I've convinced our organization to move to a full-team definition of "Done", i.e. one that includes the QA testing and not just code completion. As a result, we can now more accurately tell where the bottlenecks are and see what our real velocity is. As well, this project continuously integrates and deploys regularly. Prior to this, code-complete items were considered done, and QA would routinely be getting around to accepting stories from 3-5 sprints ago. They would only get the delivered code at the end of the sprint.
So, as you can expect, things are running much more smoothly, but I have a question that hasn't quite been answered before in my search. Even with sprinting, there seems to be a max time in the sprint that a story can be finished by developers and deployed before there isn't sufficient time left for QA. Depending on the story and volume of things that still need testing, this seems to be about 2-3 days before sprint end.
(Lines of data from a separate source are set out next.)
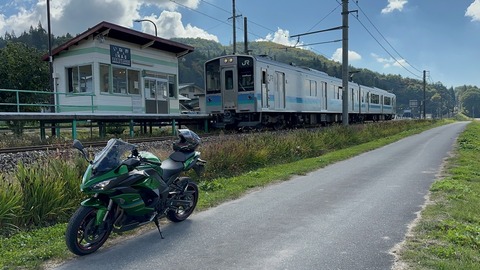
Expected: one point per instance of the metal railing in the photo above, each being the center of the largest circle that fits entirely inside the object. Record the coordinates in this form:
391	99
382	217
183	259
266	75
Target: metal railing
38	106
Currently, we just continue working on things and just move all items not accepted by QA (i.e. things in progress and things deployed but not tested) to the next sprint if they are unable to complete testing. Is this an OK practice? Some devs that were used to working under the old system complain that this doesn't give the developers credit for completing the work that they were assigned, but I feel that the idea is to get a picture of what the whole team did, not just development. The end-user gets no value from things not tested and deployed. However, this process is having a tendency to pre-load the next sprint, which makes planning slightly more problematic.
Additionally, I have heard that having an end of sprint developer lull is actually OK. Should we be instead looking to leave some open developer time at the end?